The ACA provides additional critical patient protections that directly impact people living with HIV.  These include limits on annual out-of-pocket expenses, prohibiting lifetime caps on benefits, nondiscrimination provisions, prohibiting premiums based on health status, and access to essential health benefits, including prescription drugs and mental health and substance use services. These protections do not just apply to individuals buying insurance through their state marketplace, but for almost everyone in the country. As more people with HIV age into Medicare, the ACA also helps them by reducing patient cost-sharing for Medicare Part D drugs by gradually closing the “doughnut hole” (a temporary gap in coverage).
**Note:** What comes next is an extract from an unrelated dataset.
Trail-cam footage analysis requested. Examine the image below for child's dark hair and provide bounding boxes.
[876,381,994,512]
There is no question that in some markets the ACA is facing obstacles in its implementation. People with HIV are concerned with increased premiums, high deductibles, and high patient cost-sharing for prescription drugs. My organization even filed discrimination complaints against four insurance companies for charging people with HIV excessive costs for all HIV drugs and making them impossible to access without jumping through a prior authorization process. We were disappointed that the Obama administration did not do a better job of enforcing the ACA nondiscrimination provisions or limiting cost-sharing for medications. However, in many states the ACA is working for beneficiaries, insurers and providers. Instead of repealing the ACA, the focus should be on improving it to limit patient cost-sharing without compromising access to coverage.
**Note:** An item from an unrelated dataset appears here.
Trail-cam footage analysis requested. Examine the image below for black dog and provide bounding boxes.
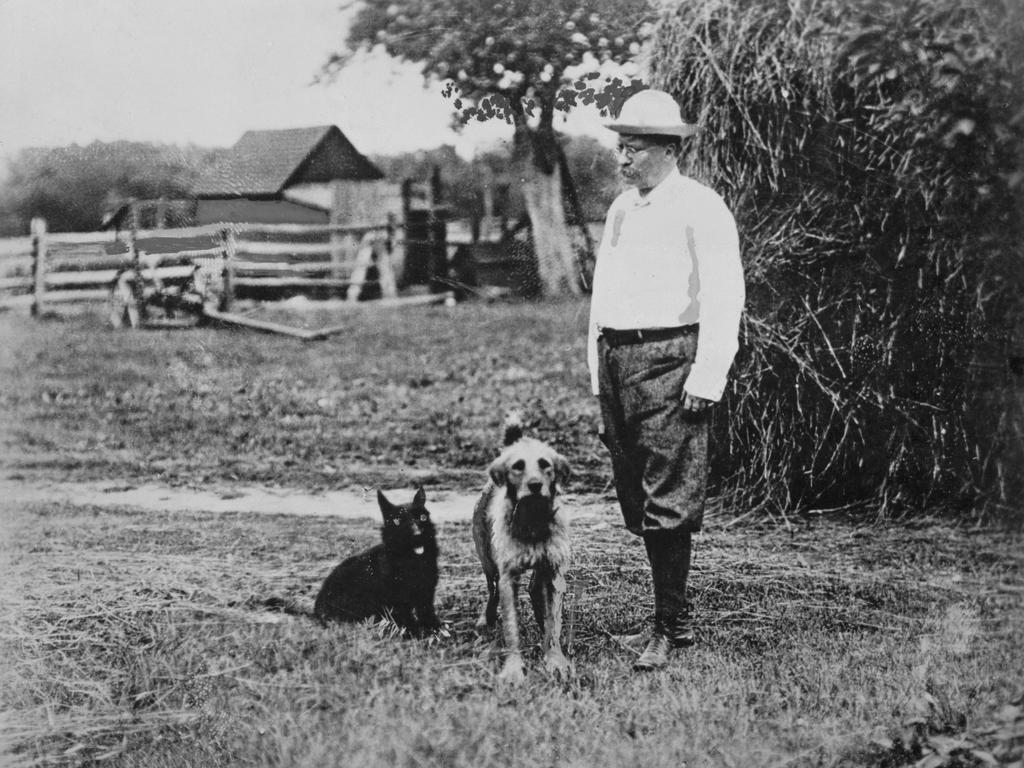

If Congress repeals the ACA without simultaneously replacing it with programs that ensure comprehensive health coverage for the same if not more individuals, the private insurance market will become unstable, and people with HIV and others would lose access to the care and treatment that they rely on to remain healthy. People with HIV, who depend on a daily drug regimen, cannot risk losing access to their health coverage, not even for a single day.  

President Trump has said that his replacement plan will be better and cheaper, and not reduce benefits. But we are still waiting to see his plan.

The legislation that eventually led to the ACA took years to develop, and implementing regulations and guidelines have taken additional years and continue even today. We in the HIV/AIDS communities, along with other patient groups, have worked diligently to ensure ACA beneficiaries have access to quality health care, including specialty providers and medications, at a price that beneficiaries can afford. While improvements can be made, we cannot afford to go backwards by eliminating or destabilizing the health care that the ACA provides.

CARL SCHMID is the deputy executive director of the AIDS Institute.